Sporadically frenzied bidding guaranteed that the Gooding & Co auction of cars from the now-closed Mullin Museum in Oxnard, California lived up to the pre-sale hype. With Gooding having sold an initial batch of 20 ‘Mullin’ cars during its Amelia Island sale in February, a significant quantity of the contents of the museum – more than 100 lots, but a mere amuse bouche for what is yet to come – went under the hammer on location on 26 April. In truth there was only one blockbuster car from the collection up for grabs on this occasion – the Type 57 Aravis Cabrio – but this was the sale where project car hunters hoped to get a bargain, and a few of them did.
As soon as the sale got underway there was little time for wistful nostalgia about the loss of the museum or the breaking up of one of the world’s greatest car collections following the death of Peter Mullin last autumn, but is was still sad to see a French- and Deco-focused collection built up over decades scattered so rapidly to the winds.
It got off to a fairly slow start with a 1984 Citroën 2CV raising $22,000 and then a 1926 Renault Type PG topping out at $28,000. The first ‘big’ lot was a $160,000 1935 Bugatti Type 57 Galibier (above) formerly of the Schlumpf Reserve Collection and in need of total restoration.
After that the pace picked up pretty rapidly and the first big shock came when another ex-Schlumpf car, a 1937 Bugatti Type 40 shooting brake, trounced a $100-150,000 reserve to make $400,000. Just four lots later, sale fever kicked in properly when the star lot, the 1938 T57C Aravis cabrio, sold for $6 million.
Big bucks bargain of the auction might have been lot 44, the 1937 Delage D8-120 cabrio that made $660k against an $800,000-1m estimate.

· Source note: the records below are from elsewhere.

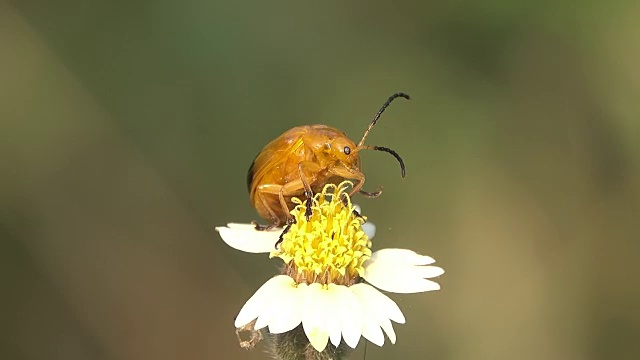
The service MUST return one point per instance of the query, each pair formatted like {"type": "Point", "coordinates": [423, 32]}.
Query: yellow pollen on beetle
{"type": "Point", "coordinates": [331, 246]}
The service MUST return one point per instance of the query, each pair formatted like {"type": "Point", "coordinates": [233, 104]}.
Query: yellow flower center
{"type": "Point", "coordinates": [331, 246]}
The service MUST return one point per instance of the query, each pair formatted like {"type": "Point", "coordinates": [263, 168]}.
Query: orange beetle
{"type": "Point", "coordinates": [301, 161]}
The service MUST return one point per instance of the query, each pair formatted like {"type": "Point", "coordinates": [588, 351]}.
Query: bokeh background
{"type": "Point", "coordinates": [127, 128]}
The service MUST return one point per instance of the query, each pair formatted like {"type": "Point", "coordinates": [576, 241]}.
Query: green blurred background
{"type": "Point", "coordinates": [127, 128]}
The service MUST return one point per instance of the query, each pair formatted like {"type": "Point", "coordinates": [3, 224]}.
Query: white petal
{"type": "Point", "coordinates": [369, 229]}
{"type": "Point", "coordinates": [313, 320]}
{"type": "Point", "coordinates": [245, 237]}
{"type": "Point", "coordinates": [288, 313]}
{"type": "Point", "coordinates": [371, 330]}
{"type": "Point", "coordinates": [269, 291]}
{"type": "Point", "coordinates": [349, 314]}
{"type": "Point", "coordinates": [401, 271]}
{"type": "Point", "coordinates": [378, 310]}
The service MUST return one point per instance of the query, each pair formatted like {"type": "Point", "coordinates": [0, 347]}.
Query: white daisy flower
{"type": "Point", "coordinates": [321, 288]}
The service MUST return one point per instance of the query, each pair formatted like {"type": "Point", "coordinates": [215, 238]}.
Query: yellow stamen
{"type": "Point", "coordinates": [329, 248]}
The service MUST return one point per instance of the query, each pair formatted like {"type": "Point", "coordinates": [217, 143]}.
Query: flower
{"type": "Point", "coordinates": [326, 258]}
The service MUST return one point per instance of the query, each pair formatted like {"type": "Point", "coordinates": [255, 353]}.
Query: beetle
{"type": "Point", "coordinates": [301, 161]}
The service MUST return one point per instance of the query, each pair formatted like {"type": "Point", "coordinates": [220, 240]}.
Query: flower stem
{"type": "Point", "coordinates": [294, 345]}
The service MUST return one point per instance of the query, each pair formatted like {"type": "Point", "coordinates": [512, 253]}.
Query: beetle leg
{"type": "Point", "coordinates": [308, 193]}
{"type": "Point", "coordinates": [348, 174]}
{"type": "Point", "coordinates": [373, 194]}
{"type": "Point", "coordinates": [274, 218]}
{"type": "Point", "coordinates": [286, 230]}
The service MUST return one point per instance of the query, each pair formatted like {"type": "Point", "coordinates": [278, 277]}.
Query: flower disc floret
{"type": "Point", "coordinates": [330, 247]}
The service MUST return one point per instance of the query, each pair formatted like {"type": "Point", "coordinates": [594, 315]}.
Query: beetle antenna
{"type": "Point", "coordinates": [387, 150]}
{"type": "Point", "coordinates": [382, 109]}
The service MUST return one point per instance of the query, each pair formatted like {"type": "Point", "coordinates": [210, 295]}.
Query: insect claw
{"type": "Point", "coordinates": [259, 227]}
{"type": "Point", "coordinates": [308, 212]}
{"type": "Point", "coordinates": [372, 194]}
{"type": "Point", "coordinates": [290, 222]}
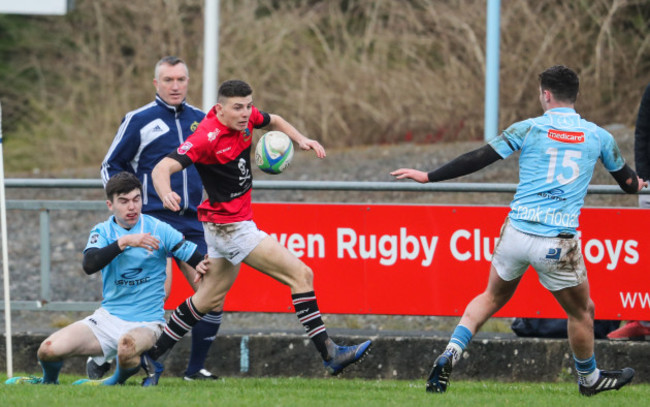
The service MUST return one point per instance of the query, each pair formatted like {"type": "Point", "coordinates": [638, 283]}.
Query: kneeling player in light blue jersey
{"type": "Point", "coordinates": [130, 249]}
{"type": "Point", "coordinates": [558, 153]}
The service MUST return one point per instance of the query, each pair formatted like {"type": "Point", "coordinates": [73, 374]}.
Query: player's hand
{"type": "Point", "coordinates": [171, 201]}
{"type": "Point", "coordinates": [419, 176]}
{"type": "Point", "coordinates": [201, 269]}
{"type": "Point", "coordinates": [144, 240]}
{"type": "Point", "coordinates": [309, 144]}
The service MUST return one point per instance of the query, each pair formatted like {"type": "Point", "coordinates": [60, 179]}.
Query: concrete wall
{"type": "Point", "coordinates": [393, 356]}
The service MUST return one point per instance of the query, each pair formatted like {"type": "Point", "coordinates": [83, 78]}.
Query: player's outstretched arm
{"type": "Point", "coordinates": [409, 173]}
{"type": "Point", "coordinates": [278, 123]}
{"type": "Point", "coordinates": [628, 180]}
{"type": "Point", "coordinates": [96, 258]}
{"type": "Point", "coordinates": [161, 177]}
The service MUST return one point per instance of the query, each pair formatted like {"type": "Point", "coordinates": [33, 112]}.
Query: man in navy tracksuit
{"type": "Point", "coordinates": [145, 136]}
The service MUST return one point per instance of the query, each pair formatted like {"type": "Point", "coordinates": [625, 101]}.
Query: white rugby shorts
{"type": "Point", "coordinates": [558, 261]}
{"type": "Point", "coordinates": [108, 329]}
{"type": "Point", "coordinates": [232, 241]}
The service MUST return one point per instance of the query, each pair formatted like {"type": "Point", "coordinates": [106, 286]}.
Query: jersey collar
{"type": "Point", "coordinates": [561, 110]}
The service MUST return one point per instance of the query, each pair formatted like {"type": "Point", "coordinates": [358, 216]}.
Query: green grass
{"type": "Point", "coordinates": [314, 392]}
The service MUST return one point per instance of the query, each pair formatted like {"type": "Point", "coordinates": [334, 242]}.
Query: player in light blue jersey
{"type": "Point", "coordinates": [558, 153]}
{"type": "Point", "coordinates": [130, 249]}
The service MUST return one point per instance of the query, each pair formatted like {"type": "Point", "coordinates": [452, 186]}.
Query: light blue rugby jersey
{"type": "Point", "coordinates": [134, 282]}
{"type": "Point", "coordinates": [559, 151]}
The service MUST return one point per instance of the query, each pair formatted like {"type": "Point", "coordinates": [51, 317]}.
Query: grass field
{"type": "Point", "coordinates": [314, 392]}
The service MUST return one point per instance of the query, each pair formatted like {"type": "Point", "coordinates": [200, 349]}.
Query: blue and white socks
{"type": "Point", "coordinates": [587, 371]}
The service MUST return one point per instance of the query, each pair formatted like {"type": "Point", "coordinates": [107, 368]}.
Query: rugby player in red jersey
{"type": "Point", "coordinates": [220, 149]}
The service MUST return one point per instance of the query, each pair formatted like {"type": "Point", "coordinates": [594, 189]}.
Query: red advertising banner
{"type": "Point", "coordinates": [432, 260]}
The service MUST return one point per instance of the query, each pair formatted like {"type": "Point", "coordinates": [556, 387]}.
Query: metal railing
{"type": "Point", "coordinates": [45, 206]}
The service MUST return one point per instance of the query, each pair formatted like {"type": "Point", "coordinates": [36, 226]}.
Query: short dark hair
{"type": "Point", "coordinates": [562, 82]}
{"type": "Point", "coordinates": [233, 88]}
{"type": "Point", "coordinates": [122, 183]}
{"type": "Point", "coordinates": [169, 60]}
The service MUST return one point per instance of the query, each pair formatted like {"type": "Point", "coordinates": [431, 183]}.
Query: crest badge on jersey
{"type": "Point", "coordinates": [184, 148]}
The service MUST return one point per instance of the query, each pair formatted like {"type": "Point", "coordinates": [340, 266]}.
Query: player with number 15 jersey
{"type": "Point", "coordinates": [558, 153]}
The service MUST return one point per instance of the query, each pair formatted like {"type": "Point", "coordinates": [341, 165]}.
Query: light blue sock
{"type": "Point", "coordinates": [461, 337]}
{"type": "Point", "coordinates": [51, 371]}
{"type": "Point", "coordinates": [584, 367]}
{"type": "Point", "coordinates": [121, 375]}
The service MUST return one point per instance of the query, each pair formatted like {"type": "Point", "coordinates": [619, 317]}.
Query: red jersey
{"type": "Point", "coordinates": [222, 157]}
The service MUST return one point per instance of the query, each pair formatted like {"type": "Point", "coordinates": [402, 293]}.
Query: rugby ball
{"type": "Point", "coordinates": [273, 152]}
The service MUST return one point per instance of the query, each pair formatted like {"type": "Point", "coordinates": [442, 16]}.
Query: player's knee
{"type": "Point", "coordinates": [207, 303]}
{"type": "Point", "coordinates": [126, 347]}
{"type": "Point", "coordinates": [304, 277]}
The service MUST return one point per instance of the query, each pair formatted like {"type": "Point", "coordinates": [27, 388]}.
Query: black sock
{"type": "Point", "coordinates": [309, 315]}
{"type": "Point", "coordinates": [184, 317]}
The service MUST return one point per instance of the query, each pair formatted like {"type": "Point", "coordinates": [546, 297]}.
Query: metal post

At the other end of the scale, a multicoloured 1928 Citroën B14 coupé (estimate $20-30,000) looked excellent value at $12,000.
Mullin’s beloved 1957 Mercedes-Bens 300SL, which he drove regularly, made a square $1m, as did a 1930 Bugatti Type 46 semi-profilée coupé, while the well-known and super-elegant 1933 Hispano-Suiza J12 Vanvooren cabrio (two below) made a below bottom estimate $2.1m.
There were a good few non-car lots including a replica multi-tube Bugatti bicycle by Art Stump ($4-8000) that made $15,000 and a 1946 Bugatti Type 75 You-You boat, which sold for $50,000.
The cheapest lot most likely to re-emerge as the most expensive was a repro Bugatti Type 41 ‘Royale’ chassis, which made just $3500. Maybe it went to the same bidder who bought the Bugatti Autorail engine (which was a modified Type 41 motor) for $56,000.